I’m confused about fatty acids. I know to avoid saturated and trans fats, and I’ve heard good things about omega-3s and unsaturated fats. But there are also oleic, linoleic and other types of fats. What does all this mean for the type of oil I should be using?
You’re right. If you start digging down into the nitty gritty, information about fatty acids can get very complex very quickly.
First, know that all oils (liquid at room temperature) and fats (solid at room temperature) are really composed of a broad range of fatty acids, including saturated, monounsaturated and polyunsaturated. That said, here’s some basic information.
Any fatty acid with the word “omega” in its name — omega-3 or omega-6, for example — is unsaturated. Monounsaturated fat includes oleic acid, an omega-9 fatty acid, and is the primary fatty acid in olive oil. Although many health authorities recommend olive oil as the top heart-healthy option, there’s growing conversation in nutrition circles about the strength of the evidence behind that advice. Still, it remains a good option and deserves a spot in your pantry.
Both omega-6 and omega-3 fatty acids are polyunsaturated fats. Linoleic acid is the primary type of omega-6 fatty acid that we consume and is essential in our diet. Being “essential” means we need to consume linoleic acid because our bodies cannot synthesize it from other sources. Not too long ago, researchers thought linoleic acid might cause inflammation and damage arteries. But more recently, scientists have found that higher blood levels of linoleic acid are associated with less trunk fat — the abdominal fat linked to heart disease — as well as less inflammation, higher metabolism and a leaner body mass. (See a report about this Ohio State University research at go.osu.edu/fattyacids.) So, the thinking on linoleic acid is evolving.
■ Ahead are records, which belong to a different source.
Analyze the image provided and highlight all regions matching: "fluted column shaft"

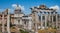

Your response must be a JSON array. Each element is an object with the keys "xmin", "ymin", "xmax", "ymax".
[
  {"xmin": 7, "ymin": 10, "xmax": 10, "ymax": 33},
  {"xmin": 45, "ymin": 14, "xmax": 47, "ymax": 28},
  {"xmin": 2, "ymin": 14, "xmax": 5, "ymax": 33},
  {"xmin": 56, "ymin": 14, "xmax": 58, "ymax": 28}
]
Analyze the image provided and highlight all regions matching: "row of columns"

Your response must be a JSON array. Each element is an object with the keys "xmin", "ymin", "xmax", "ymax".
[
  {"xmin": 35, "ymin": 12, "xmax": 58, "ymax": 33},
  {"xmin": 2, "ymin": 10, "xmax": 10, "ymax": 33}
]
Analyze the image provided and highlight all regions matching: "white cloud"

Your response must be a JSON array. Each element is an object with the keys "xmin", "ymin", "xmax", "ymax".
[
  {"xmin": 50, "ymin": 5, "xmax": 60, "ymax": 10},
  {"xmin": 12, "ymin": 4, "xmax": 25, "ymax": 10}
]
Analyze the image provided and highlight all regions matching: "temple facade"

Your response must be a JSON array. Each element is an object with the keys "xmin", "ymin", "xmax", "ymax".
[{"xmin": 0, "ymin": 5, "xmax": 60, "ymax": 33}]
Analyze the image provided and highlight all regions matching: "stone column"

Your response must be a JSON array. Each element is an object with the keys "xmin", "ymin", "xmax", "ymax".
[
  {"xmin": 7, "ymin": 9, "xmax": 10, "ymax": 33},
  {"xmin": 2, "ymin": 14, "xmax": 5, "ymax": 33},
  {"xmin": 49, "ymin": 12, "xmax": 51, "ymax": 27},
  {"xmin": 41, "ymin": 14, "xmax": 43, "ymax": 28},
  {"xmin": 35, "ymin": 12, "xmax": 38, "ymax": 33},
  {"xmin": 20, "ymin": 19, "xmax": 22, "ymax": 25},
  {"xmin": 28, "ymin": 19, "xmax": 32, "ymax": 30},
  {"xmin": 56, "ymin": 14, "xmax": 58, "ymax": 28},
  {"xmin": 45, "ymin": 14, "xmax": 47, "ymax": 28},
  {"xmin": 52, "ymin": 14, "xmax": 54, "ymax": 28}
]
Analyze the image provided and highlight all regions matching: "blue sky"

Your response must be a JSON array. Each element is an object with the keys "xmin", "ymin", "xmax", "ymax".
[{"xmin": 0, "ymin": 0, "xmax": 60, "ymax": 14}]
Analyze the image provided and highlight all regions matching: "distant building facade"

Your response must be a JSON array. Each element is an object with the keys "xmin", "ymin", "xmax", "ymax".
[{"xmin": 0, "ymin": 5, "xmax": 60, "ymax": 33}]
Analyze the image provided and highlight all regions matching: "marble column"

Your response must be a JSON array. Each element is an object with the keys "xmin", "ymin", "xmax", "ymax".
[
  {"xmin": 52, "ymin": 14, "xmax": 54, "ymax": 28},
  {"xmin": 7, "ymin": 9, "xmax": 10, "ymax": 33},
  {"xmin": 56, "ymin": 14, "xmax": 58, "ymax": 28},
  {"xmin": 41, "ymin": 14, "xmax": 43, "ymax": 28},
  {"xmin": 35, "ymin": 12, "xmax": 38, "ymax": 33},
  {"xmin": 20, "ymin": 19, "xmax": 22, "ymax": 25},
  {"xmin": 2, "ymin": 14, "xmax": 5, "ymax": 33},
  {"xmin": 45, "ymin": 14, "xmax": 47, "ymax": 28}
]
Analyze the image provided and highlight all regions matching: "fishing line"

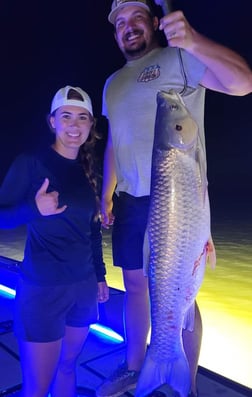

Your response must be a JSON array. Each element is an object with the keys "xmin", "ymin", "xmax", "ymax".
[{"xmin": 155, "ymin": 0, "xmax": 187, "ymax": 96}]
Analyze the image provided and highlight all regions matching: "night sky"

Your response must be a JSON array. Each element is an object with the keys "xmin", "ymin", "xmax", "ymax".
[{"xmin": 0, "ymin": 0, "xmax": 252, "ymax": 212}]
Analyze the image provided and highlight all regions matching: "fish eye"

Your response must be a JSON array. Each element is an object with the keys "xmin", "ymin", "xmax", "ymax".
[
  {"xmin": 170, "ymin": 103, "xmax": 178, "ymax": 111},
  {"xmin": 175, "ymin": 124, "xmax": 183, "ymax": 131}
]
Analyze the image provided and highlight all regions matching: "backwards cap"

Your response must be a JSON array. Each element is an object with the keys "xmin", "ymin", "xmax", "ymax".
[
  {"xmin": 51, "ymin": 85, "xmax": 93, "ymax": 116},
  {"xmin": 108, "ymin": 0, "xmax": 151, "ymax": 25}
]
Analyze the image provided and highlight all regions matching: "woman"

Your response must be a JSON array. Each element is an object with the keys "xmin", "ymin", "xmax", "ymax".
[{"xmin": 0, "ymin": 86, "xmax": 108, "ymax": 397}]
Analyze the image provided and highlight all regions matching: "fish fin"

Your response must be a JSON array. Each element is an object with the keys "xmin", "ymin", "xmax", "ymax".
[
  {"xmin": 143, "ymin": 229, "xmax": 150, "ymax": 276},
  {"xmin": 206, "ymin": 237, "xmax": 216, "ymax": 269},
  {"xmin": 135, "ymin": 351, "xmax": 191, "ymax": 397}
]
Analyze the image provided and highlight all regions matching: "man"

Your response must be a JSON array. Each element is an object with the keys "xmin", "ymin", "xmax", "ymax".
[{"xmin": 97, "ymin": 0, "xmax": 252, "ymax": 397}]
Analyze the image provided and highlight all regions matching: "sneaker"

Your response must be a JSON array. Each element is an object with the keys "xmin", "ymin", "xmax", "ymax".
[{"xmin": 96, "ymin": 363, "xmax": 140, "ymax": 397}]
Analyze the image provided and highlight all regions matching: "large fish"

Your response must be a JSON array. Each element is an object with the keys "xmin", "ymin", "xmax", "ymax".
[{"xmin": 135, "ymin": 90, "xmax": 210, "ymax": 397}]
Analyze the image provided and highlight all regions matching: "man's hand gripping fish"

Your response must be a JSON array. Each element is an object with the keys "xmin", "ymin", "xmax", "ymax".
[{"xmin": 135, "ymin": 90, "xmax": 215, "ymax": 397}]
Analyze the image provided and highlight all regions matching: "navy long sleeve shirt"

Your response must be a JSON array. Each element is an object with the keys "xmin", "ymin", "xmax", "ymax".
[{"xmin": 0, "ymin": 148, "xmax": 106, "ymax": 285}]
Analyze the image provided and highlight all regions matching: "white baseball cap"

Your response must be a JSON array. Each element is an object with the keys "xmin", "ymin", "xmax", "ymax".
[
  {"xmin": 108, "ymin": 0, "xmax": 151, "ymax": 25},
  {"xmin": 51, "ymin": 85, "xmax": 93, "ymax": 116}
]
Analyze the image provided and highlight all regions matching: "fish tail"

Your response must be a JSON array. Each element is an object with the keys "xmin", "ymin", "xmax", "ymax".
[{"xmin": 135, "ymin": 351, "xmax": 191, "ymax": 397}]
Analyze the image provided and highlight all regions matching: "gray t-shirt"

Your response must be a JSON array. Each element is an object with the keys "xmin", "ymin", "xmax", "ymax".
[{"xmin": 103, "ymin": 47, "xmax": 205, "ymax": 197}]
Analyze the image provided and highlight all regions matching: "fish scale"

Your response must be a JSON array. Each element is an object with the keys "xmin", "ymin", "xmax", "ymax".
[{"xmin": 135, "ymin": 91, "xmax": 210, "ymax": 397}]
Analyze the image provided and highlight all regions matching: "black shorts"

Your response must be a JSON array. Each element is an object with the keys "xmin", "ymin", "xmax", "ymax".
[
  {"xmin": 14, "ymin": 275, "xmax": 98, "ymax": 342},
  {"xmin": 112, "ymin": 192, "xmax": 150, "ymax": 270}
]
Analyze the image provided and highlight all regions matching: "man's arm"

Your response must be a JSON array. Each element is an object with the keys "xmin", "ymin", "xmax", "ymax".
[
  {"xmin": 101, "ymin": 128, "xmax": 116, "ymax": 228},
  {"xmin": 160, "ymin": 11, "xmax": 252, "ymax": 96}
]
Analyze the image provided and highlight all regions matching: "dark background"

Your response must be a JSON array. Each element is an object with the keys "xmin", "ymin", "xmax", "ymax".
[{"xmin": 0, "ymin": 0, "xmax": 252, "ymax": 212}]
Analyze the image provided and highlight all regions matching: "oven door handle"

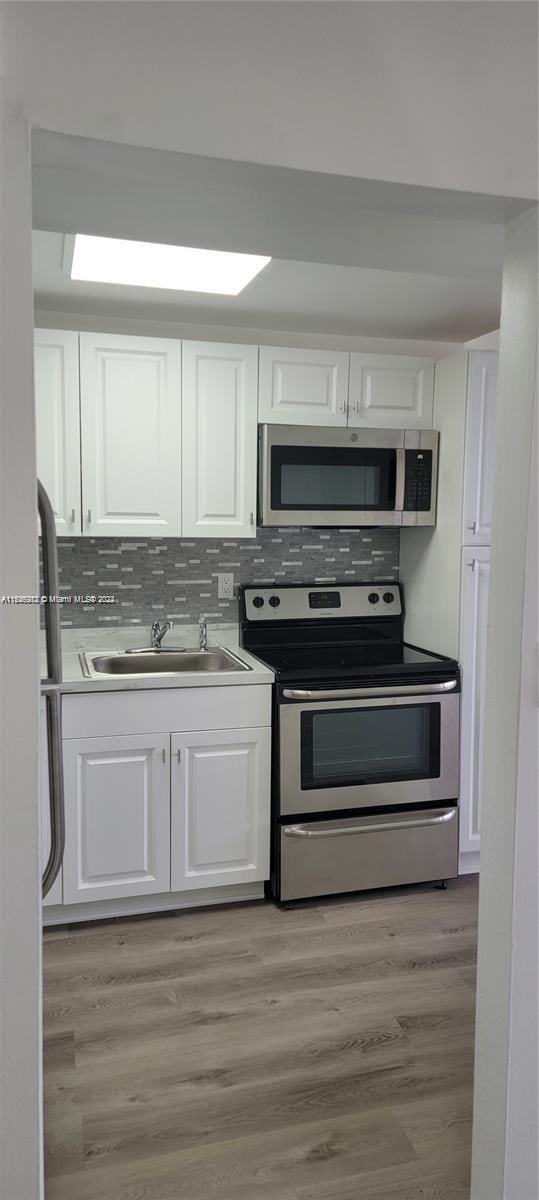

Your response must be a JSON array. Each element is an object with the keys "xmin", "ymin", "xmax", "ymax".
[
  {"xmin": 282, "ymin": 679, "xmax": 457, "ymax": 700},
  {"xmin": 282, "ymin": 809, "xmax": 456, "ymax": 838}
]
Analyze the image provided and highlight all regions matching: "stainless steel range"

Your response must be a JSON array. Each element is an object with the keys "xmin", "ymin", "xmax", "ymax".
[{"xmin": 241, "ymin": 583, "xmax": 460, "ymax": 901}]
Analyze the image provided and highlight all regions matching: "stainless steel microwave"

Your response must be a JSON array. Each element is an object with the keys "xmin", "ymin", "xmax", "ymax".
[{"xmin": 258, "ymin": 425, "xmax": 438, "ymax": 527}]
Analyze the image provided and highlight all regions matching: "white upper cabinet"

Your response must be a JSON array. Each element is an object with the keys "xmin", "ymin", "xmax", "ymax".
[
  {"xmin": 181, "ymin": 342, "xmax": 258, "ymax": 538},
  {"xmin": 460, "ymin": 546, "xmax": 490, "ymax": 854},
  {"xmin": 34, "ymin": 329, "xmax": 80, "ymax": 536},
  {"xmin": 172, "ymin": 728, "xmax": 271, "ymax": 892},
  {"xmin": 348, "ymin": 353, "xmax": 435, "ymax": 430},
  {"xmin": 64, "ymin": 733, "xmax": 170, "ymax": 904},
  {"xmin": 80, "ymin": 334, "xmax": 181, "ymax": 536},
  {"xmin": 462, "ymin": 350, "xmax": 498, "ymax": 546},
  {"xmin": 258, "ymin": 346, "xmax": 349, "ymax": 425}
]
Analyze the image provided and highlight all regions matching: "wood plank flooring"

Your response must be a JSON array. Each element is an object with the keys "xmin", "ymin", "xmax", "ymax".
[{"xmin": 44, "ymin": 877, "xmax": 478, "ymax": 1200}]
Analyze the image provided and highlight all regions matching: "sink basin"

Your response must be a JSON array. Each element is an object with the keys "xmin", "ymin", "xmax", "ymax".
[{"xmin": 79, "ymin": 646, "xmax": 251, "ymax": 679}]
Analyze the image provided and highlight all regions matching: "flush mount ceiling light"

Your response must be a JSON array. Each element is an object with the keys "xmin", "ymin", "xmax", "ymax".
[{"xmin": 70, "ymin": 233, "xmax": 271, "ymax": 296}]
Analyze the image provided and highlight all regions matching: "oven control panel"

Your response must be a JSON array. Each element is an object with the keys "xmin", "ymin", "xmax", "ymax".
[{"xmin": 242, "ymin": 583, "xmax": 402, "ymax": 622}]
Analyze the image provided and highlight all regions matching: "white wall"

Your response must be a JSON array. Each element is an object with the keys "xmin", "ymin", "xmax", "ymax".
[
  {"xmin": 0, "ymin": 84, "xmax": 41, "ymax": 1200},
  {"xmin": 5, "ymin": 0, "xmax": 537, "ymax": 198},
  {"xmin": 472, "ymin": 212, "xmax": 539, "ymax": 1200},
  {"xmin": 400, "ymin": 350, "xmax": 468, "ymax": 659},
  {"xmin": 35, "ymin": 305, "xmax": 461, "ymax": 359},
  {"xmin": 505, "ymin": 382, "xmax": 539, "ymax": 1200}
]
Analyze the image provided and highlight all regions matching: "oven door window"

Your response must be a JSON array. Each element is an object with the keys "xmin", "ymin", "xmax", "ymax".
[
  {"xmin": 301, "ymin": 703, "xmax": 441, "ymax": 788},
  {"xmin": 271, "ymin": 446, "xmax": 396, "ymax": 512}
]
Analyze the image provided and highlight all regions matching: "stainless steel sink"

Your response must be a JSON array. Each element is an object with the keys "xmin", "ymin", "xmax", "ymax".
[{"xmin": 79, "ymin": 646, "xmax": 251, "ymax": 679}]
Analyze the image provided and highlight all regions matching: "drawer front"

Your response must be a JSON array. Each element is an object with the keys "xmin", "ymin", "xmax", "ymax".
[
  {"xmin": 62, "ymin": 684, "xmax": 271, "ymax": 739},
  {"xmin": 280, "ymin": 806, "xmax": 459, "ymax": 900}
]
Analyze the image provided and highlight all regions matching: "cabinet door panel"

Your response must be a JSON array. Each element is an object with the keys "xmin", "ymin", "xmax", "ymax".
[
  {"xmin": 182, "ymin": 342, "xmax": 258, "ymax": 538},
  {"xmin": 462, "ymin": 350, "xmax": 498, "ymax": 546},
  {"xmin": 64, "ymin": 733, "xmax": 170, "ymax": 904},
  {"xmin": 40, "ymin": 696, "xmax": 62, "ymax": 905},
  {"xmin": 258, "ymin": 346, "xmax": 349, "ymax": 425},
  {"xmin": 80, "ymin": 334, "xmax": 181, "ymax": 536},
  {"xmin": 348, "ymin": 354, "xmax": 435, "ymax": 430},
  {"xmin": 34, "ymin": 329, "xmax": 80, "ymax": 538},
  {"xmin": 460, "ymin": 548, "xmax": 490, "ymax": 853},
  {"xmin": 172, "ymin": 728, "xmax": 270, "ymax": 892}
]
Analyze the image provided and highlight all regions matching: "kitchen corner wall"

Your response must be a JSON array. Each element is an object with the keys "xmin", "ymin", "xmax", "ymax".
[{"xmin": 50, "ymin": 528, "xmax": 399, "ymax": 628}]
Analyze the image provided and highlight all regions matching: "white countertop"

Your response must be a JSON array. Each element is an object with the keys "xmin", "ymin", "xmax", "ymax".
[{"xmin": 41, "ymin": 624, "xmax": 274, "ymax": 692}]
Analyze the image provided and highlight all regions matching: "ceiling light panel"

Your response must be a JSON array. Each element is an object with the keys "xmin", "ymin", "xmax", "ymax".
[{"xmin": 71, "ymin": 233, "xmax": 271, "ymax": 296}]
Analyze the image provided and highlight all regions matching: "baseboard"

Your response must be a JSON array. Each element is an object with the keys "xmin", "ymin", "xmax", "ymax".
[
  {"xmin": 43, "ymin": 883, "xmax": 264, "ymax": 926},
  {"xmin": 459, "ymin": 850, "xmax": 479, "ymax": 875}
]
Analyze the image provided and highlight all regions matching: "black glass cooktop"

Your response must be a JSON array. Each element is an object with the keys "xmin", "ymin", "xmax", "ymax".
[{"xmin": 251, "ymin": 641, "xmax": 457, "ymax": 682}]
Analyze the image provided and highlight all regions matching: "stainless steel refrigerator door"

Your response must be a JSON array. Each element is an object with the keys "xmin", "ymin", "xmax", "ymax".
[
  {"xmin": 279, "ymin": 680, "xmax": 460, "ymax": 816},
  {"xmin": 37, "ymin": 480, "xmax": 65, "ymax": 898},
  {"xmin": 279, "ymin": 806, "xmax": 459, "ymax": 900}
]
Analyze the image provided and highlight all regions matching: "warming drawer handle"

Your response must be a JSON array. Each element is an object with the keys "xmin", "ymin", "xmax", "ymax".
[
  {"xmin": 282, "ymin": 679, "xmax": 457, "ymax": 700},
  {"xmin": 283, "ymin": 809, "xmax": 456, "ymax": 838}
]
Vegetable oils have traditionally been a major source of linoleic fatty acids, but in the last five years or so, many processors have changed the composition of vegetable oils, decreasing linoleic acid, or polyunsaturated fats, in favor of omega-9s, or monounsaturated fats. Most corn oil still appears to be a good source of linoleic acid. Grapeseed oil is also a good source, as are some store-brand bottled oils. Check the Nutrition Facts label: Oils higher in polyunsaturated and lower in monounsaturated fat provide more linoleic acid.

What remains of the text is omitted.